An international team of researchers has demonstrated a way of spinning a new type of fiber that could improve on how spiders create their own silk, one of the strongest and most resilient materials known. The team decoded the complex structure of spider silk and how it is produced to develop a synthetic material that could lead to new biomedical materials for applications such as sutures and scaffolding for organ replacements.

A unique aspect of the study was managing to synthesize silk that offers properties specifically tuned for their intended uses. As reported in the journal Nature Communications [Lin et al Nat. Commun. (2015) DOI: 10.1038/ncomms7892], simulations and experiments were used to provide a means to design artificially spun fibers with particular characteristics of strength, elasticity and toughness that improved upon natural silk.

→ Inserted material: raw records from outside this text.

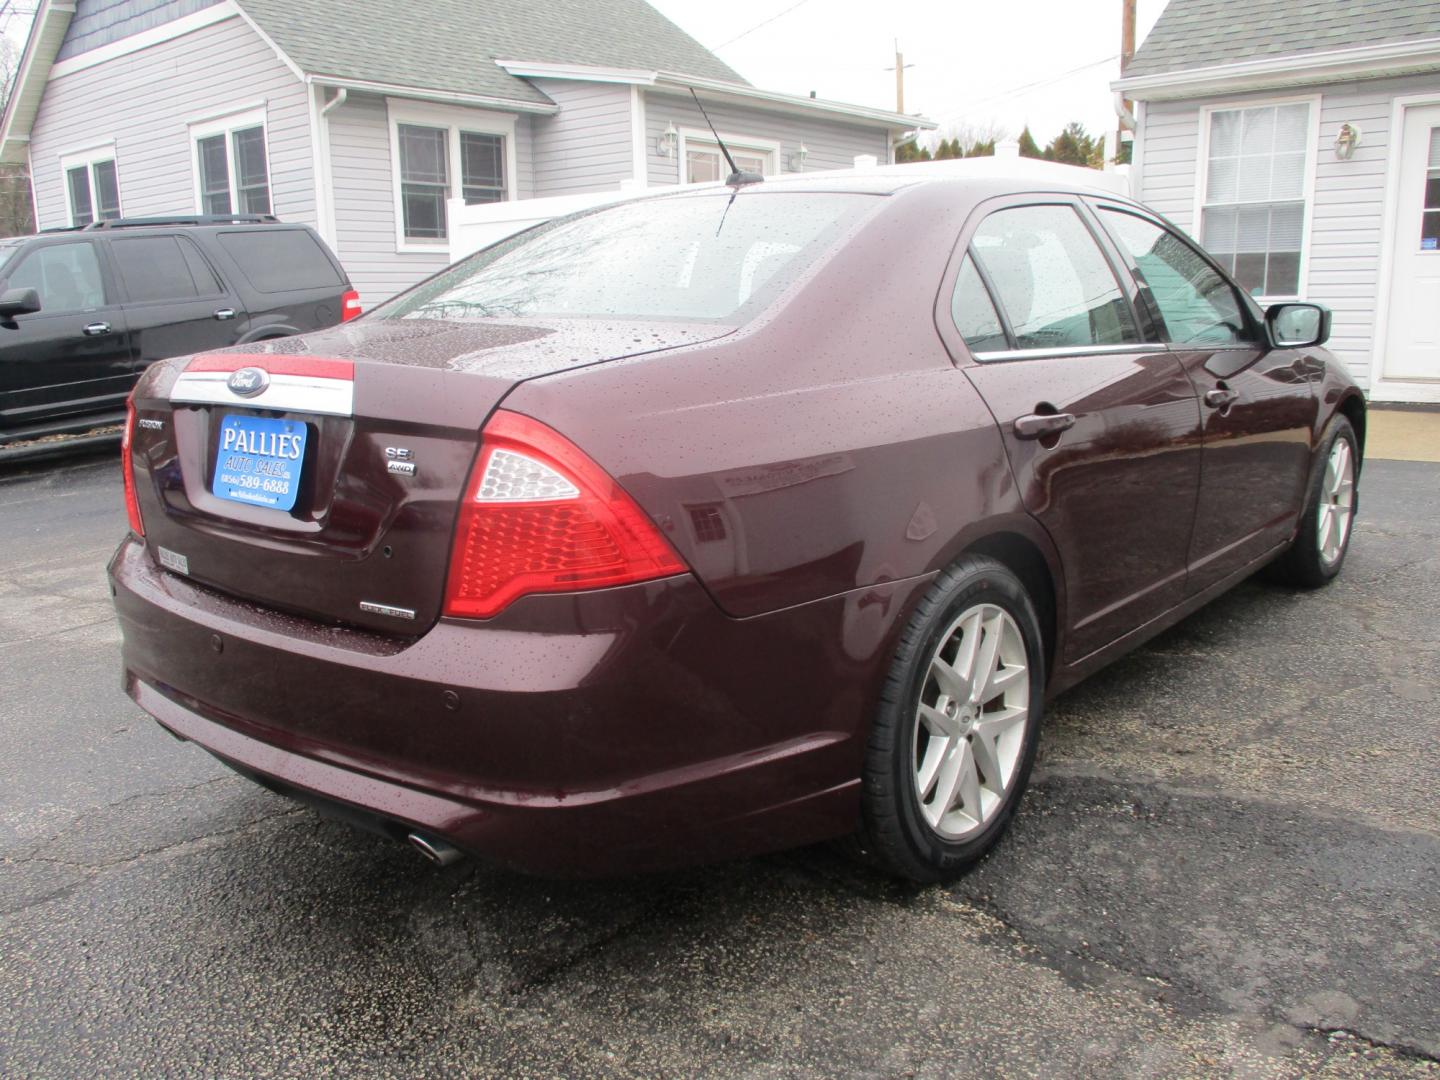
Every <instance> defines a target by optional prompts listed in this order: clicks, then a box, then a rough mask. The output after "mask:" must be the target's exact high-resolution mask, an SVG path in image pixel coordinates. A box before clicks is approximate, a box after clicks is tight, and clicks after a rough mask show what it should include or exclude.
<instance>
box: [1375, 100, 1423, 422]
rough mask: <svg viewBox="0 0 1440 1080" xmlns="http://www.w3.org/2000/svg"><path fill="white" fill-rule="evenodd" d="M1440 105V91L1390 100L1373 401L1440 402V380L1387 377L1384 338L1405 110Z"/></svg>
mask: <svg viewBox="0 0 1440 1080" xmlns="http://www.w3.org/2000/svg"><path fill="white" fill-rule="evenodd" d="M1426 105H1440V91H1436V92H1433V94H1405V95H1401V96H1397V98H1394V99H1392V101H1391V102H1390V148H1388V151H1387V156H1385V202H1384V212H1382V213H1381V216H1380V229H1381V233H1380V275H1378V276H1377V279H1375V330H1374V333H1372V336H1371V338H1372V346H1371V354H1369V399H1371V400H1374V402H1420V403H1440V383H1421V382H1407V380H1403V379H1387V377H1385V338H1387V337H1388V334H1390V287H1391V278H1394V275H1395V216H1397V215H1398V213H1400V163H1401V157H1403V151H1404V145H1403V143H1404V122H1405V109H1408V108H1417V107H1426Z"/></svg>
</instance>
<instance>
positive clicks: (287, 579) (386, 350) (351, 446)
mask: <svg viewBox="0 0 1440 1080" xmlns="http://www.w3.org/2000/svg"><path fill="white" fill-rule="evenodd" d="M729 330H730V327H716V325H696V324H651V323H642V324H635V323H596V321H589V320H562V321H549V323H547V321H537V320H511V321H504V323H500V321H490V320H485V321H474V323H438V321H422V320H393V321H386V320H363V321H360V323H354V324H348V325H343V327H336V328H331V330H327V331H321V333H318V334H308V336H305V337H297V338H282V340H278V341H271V343H265V344H264V346H249V347H248V348H246V347H236V348H232V350H220V351H217V353H206V354H202V356H197V357H192V359H189V360H174V361H164V363H161V364H157V366H156V367H154V369H153V372H151V374H150V376H148V377H147V379H145V380H144V382H143V383H141V386H140V389H138V390H137V395H135V410H137V429H135V433H134V451H132V452H134V459H135V467H137V469H138V488H140V492H141V494H140V503H141V511H143V516H144V526H145V540H147V544H148V547H150V552H151V557H154V559H156V560H157V562H158V563H160V564H163V566H167V567H168V569H171V570H177V572H183V573H186V575H187V576H190V577H193V579H194V580H197V582H202V583H204V585H209V586H213V588H216V589H222V590H225V592H226V593H230V595H235V596H240V598H245V599H248V600H253V602H256V603H264V605H265V606H268V608H276V609H282V611H289V612H294V613H297V615H302V616H307V618H311V619H317V621H323V622H331V624H346V625H357V626H366V628H370V629H376V631H383V632H389V634H399V635H418V634H420V632H423V631H425V629H426V628H428V626H431V625H432V624H433V622H435V619H436V618H438V616H439V612H441V605H442V598H444V586H445V572H446V563H448V559H449V549H451V537H452V533H454V526H455V517H456V511H458V504H459V500H461V497H462V492H464V488H465V482H467V478H468V475H469V469H471V465H472V462H474V458H475V452H477V448H478V444H480V432H481V428H482V426H484V423H485V419H487V418H488V416H490V413H491V412H492V410H494V409H495V406H497V405H498V403H500V402H501V399H503V397H504V396H505V395H507V393H508V392H510V390H511V387H514V386H516V384H517V383H518V382H523V380H526V379H531V377H539V376H543V374H549V373H553V372H557V370H564V369H570V367H576V366H582V364H588V363H598V361H602V360H608V359H618V357H622V356H634V354H636V353H647V351H655V350H658V348H674V347H678V346H687V344H696V343H698V341H704V340H707V338H714V337H717V336H721V334H724V333H727V331H729Z"/></svg>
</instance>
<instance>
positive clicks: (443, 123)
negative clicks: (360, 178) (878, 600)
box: [390, 104, 514, 248]
mask: <svg viewBox="0 0 1440 1080" xmlns="http://www.w3.org/2000/svg"><path fill="white" fill-rule="evenodd" d="M390 128H392V147H393V150H395V184H396V223H397V228H396V233H397V235H396V239H397V242H399V245H400V246H402V248H406V246H415V248H423V246H426V245H441V243H445V242H446V240H448V239H449V219H448V217H449V216H448V210H446V204H448V200H449V199H464V200H465V203H467V204H474V203H498V202H504V200H505V199H511V197H514V196H513V193H511V183H510V173H511V168H513V163H511V160H510V153H511V148H513V141H514V121H513V120H511V118H508V117H497V115H494V114H488V112H487V114H481V112H477V111H474V109H459V108H455V109H452V108H444V107H428V108H422V107H413V105H400V104H392V105H390Z"/></svg>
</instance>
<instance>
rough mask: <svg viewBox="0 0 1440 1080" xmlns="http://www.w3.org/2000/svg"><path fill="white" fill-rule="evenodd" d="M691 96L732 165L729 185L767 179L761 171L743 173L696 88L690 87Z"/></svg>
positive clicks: (710, 131)
mask: <svg viewBox="0 0 1440 1080" xmlns="http://www.w3.org/2000/svg"><path fill="white" fill-rule="evenodd" d="M690 96H691V98H694V99H696V108H698V109H700V115H701V117H704V118H706V124H708V125H710V134H711V135H714V137H716V144H717V145H719V147H720V153H721V154H724V160H726V164H727V166H730V176H727V177H726V186H727V187H739V186H740V184H757V183H762V181H763V180H765V177H763V176H760V174H759V173H742V171H740V168H739V166H736V163H734V158H733V157H730V150H729V147H726V144H724V140H723V138H720V132H719V131H716V125H714V124H711V122H710V114H708V112H706V107H704V105H701V104H700V95H698V94H696V88H694V86H691V88H690Z"/></svg>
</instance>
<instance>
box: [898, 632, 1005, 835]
mask: <svg viewBox="0 0 1440 1080" xmlns="http://www.w3.org/2000/svg"><path fill="white" fill-rule="evenodd" d="M1028 714H1030V658H1028V655H1027V654H1025V639H1024V636H1022V635H1021V632H1020V626H1018V625H1017V622H1015V619H1014V618H1011V615H1009V613H1008V612H1007V611H1005V609H1004V608H999V606H996V605H994V603H979V605H975V606H973V608H969V609H966V611H965V612H962V613H960V615H959V618H956V619H955V621H953V622H952V624H950V626H949V629H948V631H946V632H945V634H943V635H942V636H940V644H939V645H937V647H936V649H935V652H933V655H932V657H930V665H929V670H927V671H926V675H924V684H923V685H922V688H920V703H919V706H917V708H916V721H914V744H913V757H912V760H913V762H914V791H916V798H917V799H919V804H920V814H922V816H923V818H924V821H926V824H927V825H929V827H930V828H932V829H933V831H935V832H936V834H937V835H940V837H942V838H945V840H950V841H955V840H963V838H966V837H968V835H971V834H973V832H976V831H978V829H981V828H982V827H984V825H985V822H988V821H989V819H991V818H994V816H995V814H996V812H998V811H999V809H1001V806H1004V804H1005V795H1007V792H1008V791H1009V788H1011V785H1012V783H1014V779H1015V773H1017V770H1018V769H1020V762H1021V752H1022V750H1024V743H1025V720H1027V717H1028Z"/></svg>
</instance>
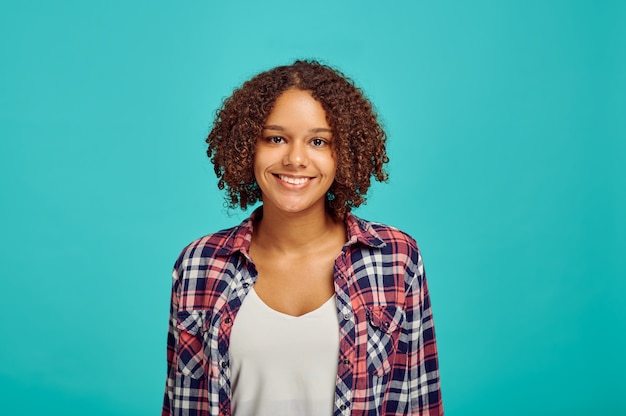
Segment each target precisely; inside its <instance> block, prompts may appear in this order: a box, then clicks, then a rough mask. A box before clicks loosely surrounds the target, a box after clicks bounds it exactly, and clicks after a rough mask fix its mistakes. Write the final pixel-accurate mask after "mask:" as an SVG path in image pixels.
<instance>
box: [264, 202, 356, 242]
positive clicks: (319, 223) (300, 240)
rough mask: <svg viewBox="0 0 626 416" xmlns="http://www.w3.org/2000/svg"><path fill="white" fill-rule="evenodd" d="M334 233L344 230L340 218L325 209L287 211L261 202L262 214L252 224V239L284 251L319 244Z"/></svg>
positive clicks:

"When you spin it, you create very strong bonds in one direction"Markus Buehler

The proteins for the synthetic fibers were developed by genetically modifying bacteria to create those that spiders usually produce. The proteins were then extruded through microfluidic channels in a controlled way designed to copy the effect of a spinneret, the organ spiders use to produce their silk. This spinning process meant the molecules of the constituent proteins lined up to produce strong fibers and, as the molecules are a blend of hydrophobic and hydrophilic compounds, they can align to form fibers much stronger than their constituent parts. As researcher Markus Buehler said, “When you spin it, you create very strong bonds in one direction”. However, it is also vital to achieve the correct blend of proteins to produce the fibers, as a greater amount of hydrophobic proteins prevents any fibers being spun.

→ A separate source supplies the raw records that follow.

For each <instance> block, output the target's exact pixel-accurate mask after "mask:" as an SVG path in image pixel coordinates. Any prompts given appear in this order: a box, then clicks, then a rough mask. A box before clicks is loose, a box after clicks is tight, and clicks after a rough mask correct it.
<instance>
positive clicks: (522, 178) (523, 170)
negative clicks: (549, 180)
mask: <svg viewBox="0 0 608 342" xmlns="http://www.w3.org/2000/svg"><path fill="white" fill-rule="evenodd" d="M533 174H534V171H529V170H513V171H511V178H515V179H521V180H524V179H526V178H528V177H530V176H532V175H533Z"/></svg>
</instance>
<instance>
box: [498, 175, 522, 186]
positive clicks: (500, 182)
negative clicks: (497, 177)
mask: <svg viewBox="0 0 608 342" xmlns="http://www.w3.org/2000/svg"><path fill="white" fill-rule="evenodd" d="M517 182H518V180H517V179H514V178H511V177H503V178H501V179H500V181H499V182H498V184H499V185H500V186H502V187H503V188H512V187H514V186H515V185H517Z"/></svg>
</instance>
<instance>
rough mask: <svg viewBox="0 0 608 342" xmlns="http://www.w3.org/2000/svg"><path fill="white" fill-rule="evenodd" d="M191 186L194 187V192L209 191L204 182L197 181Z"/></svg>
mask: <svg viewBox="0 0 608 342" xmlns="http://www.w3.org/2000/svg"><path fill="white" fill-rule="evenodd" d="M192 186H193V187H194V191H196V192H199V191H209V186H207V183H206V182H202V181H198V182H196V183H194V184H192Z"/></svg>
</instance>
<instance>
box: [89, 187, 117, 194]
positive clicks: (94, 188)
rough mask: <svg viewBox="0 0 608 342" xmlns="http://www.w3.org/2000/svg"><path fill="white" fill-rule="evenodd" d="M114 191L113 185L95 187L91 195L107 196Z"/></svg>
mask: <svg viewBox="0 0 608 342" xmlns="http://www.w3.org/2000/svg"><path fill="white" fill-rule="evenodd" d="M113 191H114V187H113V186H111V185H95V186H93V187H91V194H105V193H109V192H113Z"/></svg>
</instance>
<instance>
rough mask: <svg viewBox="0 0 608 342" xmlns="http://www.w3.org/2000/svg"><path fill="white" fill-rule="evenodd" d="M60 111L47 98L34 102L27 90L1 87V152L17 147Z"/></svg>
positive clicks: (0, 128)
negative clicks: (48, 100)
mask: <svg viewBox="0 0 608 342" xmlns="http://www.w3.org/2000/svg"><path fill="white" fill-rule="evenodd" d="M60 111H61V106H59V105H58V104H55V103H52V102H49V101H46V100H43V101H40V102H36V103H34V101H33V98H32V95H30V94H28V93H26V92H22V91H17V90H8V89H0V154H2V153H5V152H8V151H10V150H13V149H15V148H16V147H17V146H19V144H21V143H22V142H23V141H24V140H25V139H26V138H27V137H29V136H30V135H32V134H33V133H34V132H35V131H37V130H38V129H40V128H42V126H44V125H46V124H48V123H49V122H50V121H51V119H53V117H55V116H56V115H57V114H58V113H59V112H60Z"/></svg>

Using simulations allowed for a large range of proteins to be assessed to identify changes in stiffness so the team could focus on the most effective compounds. It also avoids spending a long time synthesizing a protein that turns out not to have the right properties, and having to start again. Controlling the properties directly permits the development of fibers even stronger than natural ones as characteristics can be chosen for specific needs – for example, designing fibers for use as surgical sutures would need greater strength and but to be less stretchy.

Another advantage is that the material’s processing can be carried out at room temperature with water-based solutions, making the scaling up of manufacturing straightforward. However, until now the fibers produced have not been as strong as natural spider silk, but with the basic process now established, the team hope to fine-tune the materials and improve upon their strength.